From Bill Bottorff website, article transcribed by Mary Ann Wortman (viewed Monday, March 1, 2010):
The Caldwell Journal, May 17, 1883
Killed By the Marshal
Spotted Horse is no more. He departed this life last Monday morning, at the hands of the city marshal, H. N. Brown. The manner of his death and the circumstances leading thereto are about as follows.
Spotted Horse was a Pawnee Indian, whose custom it was to make periodical visits to Caldwell with one or more of his squaws, bartering their persons to the lusts of two-legged white animals in whom the dog instinct prevailed. Last Friday or Saturday Spotted Horse drove into town in a two-horse wagon, with one of his squaws, and went into camp on a vacant lot between Main and Market streets. About half past six on Monday morning he walked into the Long Branch Restaurant with his squaw and wanted the proprietors to give them breakfast. This they refused to do, when he left and wandered around town, taking in the Moreland House, where he was given a sackful of cold meat and bread. From thence he and the squaw went over to E. H. Beals' house on Market street, north of Fifth. Mr. Beals and his family were just sitting down to breakfast when Spotted Horse and his squaw walked in without the least ceremony and demanded something to eat. Mr. Beals' wife and daughter were considerably alarmed, and the former ordered the Indians to leave. They went out and then Spotted Horse handed to the squaw the bundle of grub he had obtained at the Moreland, and walked back into the house, up to the table, and put his hand on Miss Beals' head. Mr. Beals immediately jumped to his feet and made signs for the Indian to go out, at the same time applying an opprobrious epithet to him. The Indian immediately pulled out his revolver, and Mr. Beals told him to get out and they would settle the trouble there. Spotted Horse put up his pistol and walked out, and Mr. Beals after him. Once outside, the Indian pulled his revolver again, and Mr. Beals seized a spade that was at hand. Just about this time Grant Harris ran up to the Indian and told him to go away, that he ought not to attack an old man. The Indian then opened out with a volley of abuse, directed to Mr. Beals, in good plain English. Young Harris finally induced him to put up his pistol and leave.

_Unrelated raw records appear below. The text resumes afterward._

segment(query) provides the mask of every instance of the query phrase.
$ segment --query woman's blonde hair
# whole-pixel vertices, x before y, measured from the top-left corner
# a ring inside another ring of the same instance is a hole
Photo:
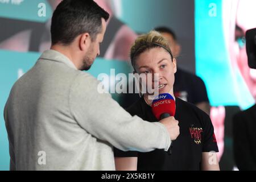
[[[134,68],[135,61],[139,55],[144,51],[155,47],[162,47],[170,53],[172,60],[174,59],[167,40],[156,31],[151,31],[136,39],[131,48],[130,57],[131,65]]]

The next heard of Spotted Horse and his squaw was that they had walked into the back door of the Long Branch kitchen and helped themselves to breakfast. Louis Heironymous being the only one connected with the restaurant present in the building at the time, made no objections, and the two reds had a good feast.
It appears that after breakfast the squaw went to the wagon, while Spotted Horse strolled into Morris' grocery, one door north of the Long Branch. Meantime a complaint had been made to city marshal Brown in reference to the Indian's conduct at Beals' house, and the marshal had started out to hunt him up, finally finding him in Morris' grocery. The marshal approached Spotted Horse and requested him to go with him to Mr. Covington, in order that the latter might act as an interpreter. The Indian refused, when the marshal took hold of him. Spotted Horse didn't like that, and commenced to feel for his revolver. The marshal pulled his out and told the Indian to stop. On the latter refusing to do so, the marshal fired at him. In all, four shots were fired by the marshal, the last one striking the Indian about where the hair came down to his forehead, and came out at the back of his head. Parties who were present state that if the officer's last shot had failed, the Indian would have had the advantage, because he had just succeeded in drawing his revolver when the shot struck him.

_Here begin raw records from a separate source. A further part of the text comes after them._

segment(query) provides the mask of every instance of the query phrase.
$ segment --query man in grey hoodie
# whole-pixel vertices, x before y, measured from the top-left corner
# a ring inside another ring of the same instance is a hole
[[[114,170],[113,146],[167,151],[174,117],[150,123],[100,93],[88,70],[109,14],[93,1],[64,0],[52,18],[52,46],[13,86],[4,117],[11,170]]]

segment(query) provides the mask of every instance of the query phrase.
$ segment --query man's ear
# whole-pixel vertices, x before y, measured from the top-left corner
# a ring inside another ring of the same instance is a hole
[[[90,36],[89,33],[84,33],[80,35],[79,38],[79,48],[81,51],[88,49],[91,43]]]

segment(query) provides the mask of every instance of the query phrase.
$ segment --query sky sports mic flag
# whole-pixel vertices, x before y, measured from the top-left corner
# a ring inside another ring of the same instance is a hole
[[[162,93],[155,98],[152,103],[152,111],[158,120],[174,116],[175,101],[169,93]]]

The Indian was shortly after removed to the warehouse two doors north, where every attention was given him, but he died in about two hours without uttering a word, although he seemed to be conscious up to within a few moments before breathing his last.

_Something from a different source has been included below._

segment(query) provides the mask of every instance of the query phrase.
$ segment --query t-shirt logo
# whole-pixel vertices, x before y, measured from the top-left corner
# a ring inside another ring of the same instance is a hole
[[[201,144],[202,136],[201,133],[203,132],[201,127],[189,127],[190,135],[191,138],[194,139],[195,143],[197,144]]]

Coroner Stevenson was telegraphed for and came down late in the afternoon, viewed the body, and held an inquest that night. On Tuesday morning, the jury brought in a verdict that the deceased came to his death by a gun shot wound in the hands of H. N. Brown, and that the shooting was done in the discharge of his duty as an officer of the law, and the verdict of the entire community is the same.
The squaw, we are told, upon hearing the first shot fired, hitched the horses to the wagon and drove off as fast as she could toward the Territory.